Objectives: Using the Medicare Current Beneficiary Survey (MCBS) data, this study predicted the determinants of generic drug use among Medicare beneficiaries, using artificial intelligence (i.e. machine learning).
Methods: MCBS data from 2015 and 2016 were included with 26,163 beneficiaries. Multivariable logistic regression was applied to examine associations between generic drug use and key predictors. Random forest machine learning algorithm was used to test the accuracy and strength of predictors.

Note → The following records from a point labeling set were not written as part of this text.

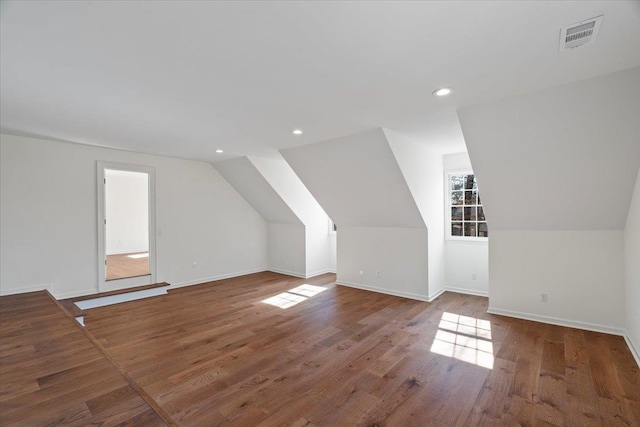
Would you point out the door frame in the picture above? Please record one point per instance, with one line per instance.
(111, 285)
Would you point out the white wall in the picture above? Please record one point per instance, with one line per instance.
(287, 249)
(357, 181)
(49, 219)
(582, 272)
(127, 212)
(421, 167)
(293, 192)
(556, 170)
(564, 158)
(399, 254)
(632, 272)
(466, 262)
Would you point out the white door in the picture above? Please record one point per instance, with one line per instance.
(126, 226)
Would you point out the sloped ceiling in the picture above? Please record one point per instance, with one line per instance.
(290, 188)
(560, 159)
(250, 183)
(183, 78)
(357, 181)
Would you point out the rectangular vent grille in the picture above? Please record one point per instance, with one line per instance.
(579, 34)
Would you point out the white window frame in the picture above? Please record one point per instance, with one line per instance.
(447, 208)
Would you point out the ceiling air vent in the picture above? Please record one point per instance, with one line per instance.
(579, 34)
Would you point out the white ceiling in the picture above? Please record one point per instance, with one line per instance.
(560, 159)
(185, 78)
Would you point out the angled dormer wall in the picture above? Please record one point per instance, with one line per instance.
(319, 243)
(299, 243)
(557, 169)
(286, 234)
(382, 238)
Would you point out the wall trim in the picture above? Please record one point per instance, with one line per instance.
(383, 291)
(467, 291)
(218, 277)
(632, 348)
(437, 294)
(287, 273)
(75, 294)
(318, 273)
(25, 289)
(557, 321)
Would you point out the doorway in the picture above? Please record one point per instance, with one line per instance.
(126, 223)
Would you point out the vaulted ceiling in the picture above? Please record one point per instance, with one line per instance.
(187, 78)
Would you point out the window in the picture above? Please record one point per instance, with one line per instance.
(466, 212)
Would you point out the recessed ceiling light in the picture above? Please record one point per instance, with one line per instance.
(442, 91)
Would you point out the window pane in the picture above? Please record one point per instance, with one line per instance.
(456, 182)
(481, 213)
(470, 229)
(470, 214)
(456, 198)
(469, 182)
(456, 229)
(470, 197)
(456, 214)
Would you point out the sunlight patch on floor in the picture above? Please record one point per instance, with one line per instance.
(294, 296)
(138, 256)
(464, 338)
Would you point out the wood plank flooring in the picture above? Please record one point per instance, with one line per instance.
(52, 374)
(223, 354)
(120, 266)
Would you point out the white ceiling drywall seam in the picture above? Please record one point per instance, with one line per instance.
(241, 75)
(566, 157)
(253, 186)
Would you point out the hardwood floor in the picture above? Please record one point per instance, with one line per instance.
(228, 353)
(218, 354)
(120, 266)
(52, 374)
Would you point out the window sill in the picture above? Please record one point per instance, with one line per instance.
(472, 240)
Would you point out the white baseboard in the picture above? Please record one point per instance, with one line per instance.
(435, 295)
(318, 273)
(557, 321)
(116, 299)
(467, 291)
(74, 294)
(25, 289)
(214, 278)
(287, 273)
(300, 275)
(384, 291)
(123, 252)
(632, 348)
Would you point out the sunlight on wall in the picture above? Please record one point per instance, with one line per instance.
(294, 296)
(464, 338)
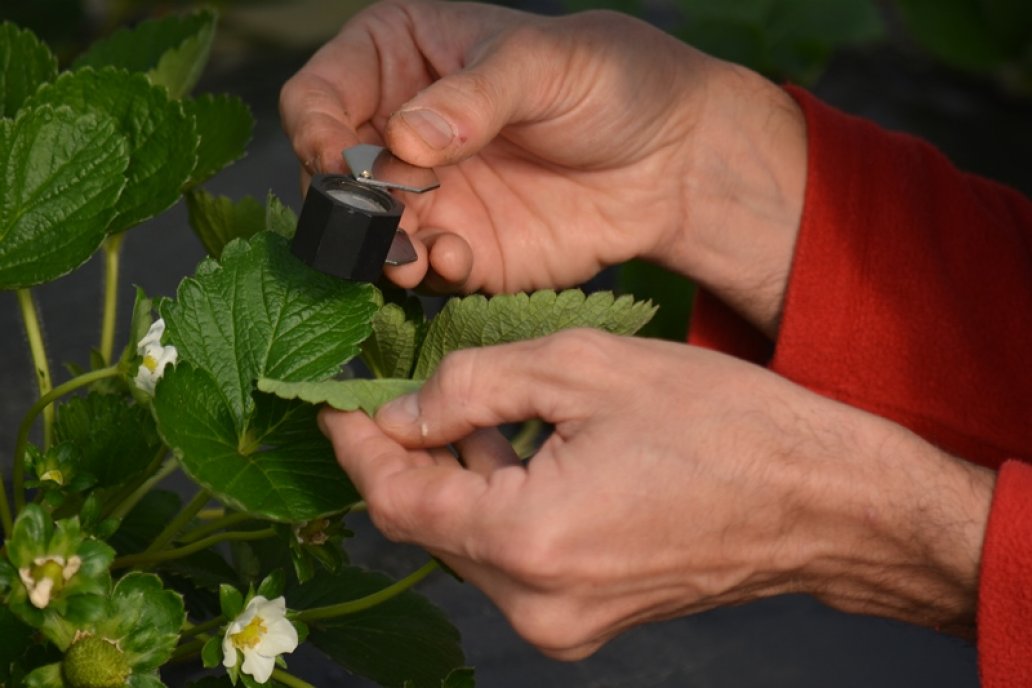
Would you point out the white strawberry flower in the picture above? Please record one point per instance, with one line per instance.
(261, 632)
(46, 577)
(155, 356)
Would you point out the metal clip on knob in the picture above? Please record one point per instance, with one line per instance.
(349, 224)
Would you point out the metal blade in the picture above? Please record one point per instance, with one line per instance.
(401, 252)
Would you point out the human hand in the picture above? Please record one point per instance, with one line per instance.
(563, 144)
(676, 480)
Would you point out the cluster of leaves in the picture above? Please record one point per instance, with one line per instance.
(105, 577)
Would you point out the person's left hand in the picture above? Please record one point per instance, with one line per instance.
(676, 480)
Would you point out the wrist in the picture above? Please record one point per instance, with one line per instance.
(898, 529)
(743, 191)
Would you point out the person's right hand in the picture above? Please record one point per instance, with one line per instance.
(563, 145)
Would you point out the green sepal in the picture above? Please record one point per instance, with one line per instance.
(211, 654)
(230, 601)
(45, 677)
(271, 586)
(146, 620)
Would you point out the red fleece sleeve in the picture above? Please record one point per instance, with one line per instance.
(910, 296)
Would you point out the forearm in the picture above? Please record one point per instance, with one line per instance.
(744, 192)
(902, 530)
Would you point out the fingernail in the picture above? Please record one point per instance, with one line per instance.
(429, 126)
(402, 411)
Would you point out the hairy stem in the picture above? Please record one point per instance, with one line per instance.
(180, 522)
(113, 255)
(147, 559)
(362, 603)
(43, 404)
(214, 525)
(34, 332)
(197, 629)
(6, 519)
(290, 680)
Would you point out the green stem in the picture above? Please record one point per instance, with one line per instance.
(146, 559)
(113, 255)
(362, 603)
(290, 680)
(187, 650)
(34, 332)
(126, 504)
(6, 519)
(199, 628)
(214, 525)
(43, 403)
(180, 522)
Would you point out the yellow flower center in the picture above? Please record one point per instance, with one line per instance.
(251, 634)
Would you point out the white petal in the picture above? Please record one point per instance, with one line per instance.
(228, 652)
(258, 665)
(281, 637)
(153, 336)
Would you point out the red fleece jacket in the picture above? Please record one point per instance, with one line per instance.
(910, 296)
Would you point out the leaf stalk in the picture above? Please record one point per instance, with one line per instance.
(362, 603)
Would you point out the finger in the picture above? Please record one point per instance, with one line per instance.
(459, 113)
(554, 379)
(415, 497)
(485, 451)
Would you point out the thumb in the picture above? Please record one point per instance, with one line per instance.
(552, 379)
(459, 113)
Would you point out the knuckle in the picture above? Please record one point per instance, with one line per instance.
(552, 625)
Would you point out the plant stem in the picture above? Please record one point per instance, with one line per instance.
(146, 559)
(125, 505)
(113, 255)
(187, 650)
(212, 526)
(6, 520)
(181, 520)
(290, 680)
(43, 403)
(200, 628)
(33, 330)
(362, 603)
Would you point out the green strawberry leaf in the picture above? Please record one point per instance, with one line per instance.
(476, 321)
(461, 678)
(162, 138)
(144, 620)
(261, 313)
(117, 439)
(62, 172)
(279, 218)
(217, 220)
(225, 127)
(397, 332)
(172, 51)
(343, 394)
(281, 467)
(406, 639)
(25, 63)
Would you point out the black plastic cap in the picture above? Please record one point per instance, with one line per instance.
(346, 239)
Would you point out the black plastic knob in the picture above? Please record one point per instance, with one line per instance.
(346, 228)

Results: The prevalence of generic drug use was 38 percent for the pooled sample (38.3% in 2015 and 37.7% in 2016). In the pooled cohort, significant predictors were age below 65 years, non-Hispanic white, education above high school, married, lower annual income (<$25,000), without dual Medicare and Medicaid coverage, without private insurance, having part D coverage, more than two limitations in activities of daily living, and more than 20 outpatient office visits (all: P< 0.05). In the predictive analysis using artificial intelligence (i.e. machine learning algorithm), number of outpatient visits, marital status, race, education, and age were the most important predictors.
Conclusions: Socio- demographic variables along with insurance characteristics were significantly associated with generic drug use under the Medicare program. Policy strategies to encourage generic drug use among higher income groups, non-Hispanic Blacks and less educated beneficiaries may be relevant. Further policy attention required to encourage generic drug use among Medicare beneficiaries with private insurance and part D drug coverage. Machine learning is relevant to explore predictors of generic drug use and other parameters in healthcare.
Keywords: Artificial Intelligence; Machine Learning; Generic Drug Use; US Healthcare System; Medicare; CMS Data
The U.S. healthcare system has been considering a variety of strategies to encourage the development and use of generic drugs over brand-name drugs, specifically under the Medicare program . According to the Federal Drug Administration (FDA), generic drugs are copies of brand-name drugs and have the same performance characteristics and quality as their branded counterparts . Generic drugs’ financial savings to the healthcare system is noticeable . FDA reports that generic medications can cost, on average 80 to 85 percent less to patients than the brandname equivalents . Even though generics share 89 percent of drugs dispensed, it only costs 26 percent of total drug costs in the U.S . In 2016 alone, generics saved $253 billion, while generics under Medicare saved $77 billion ($1,883 per enrollee) . With such savings, it can be better invested in medical research and developing new treatments . A recent study indicated that the use of generic medications was associated with comparable clinical outcomes to the use of branded counterparts, specifically for chronic conditions . Under the Medicare Act, the policy approach is to encourage generic drug use. However, it does also cover branded drugs . The Medicare Part D program entitles beneficiaries with branded drug coverage through a stand-alone Medicare Part D Prescription Drug Plan (PDP) or a Medicare Advantage Prescription Drug plan . If a brand-name medication is medically necessary, the out-of-pocket to the patients can be higher depending on their drug plan’s payment structure . Medicare prescription drug plans place drugs into different payment “tiers” with varied costs for each tier . Higher tiers typically have higher co-payments and/or coinsurance costs. In addition, every Medicare Prescription Drug Plan categorizes its covered drugs independently .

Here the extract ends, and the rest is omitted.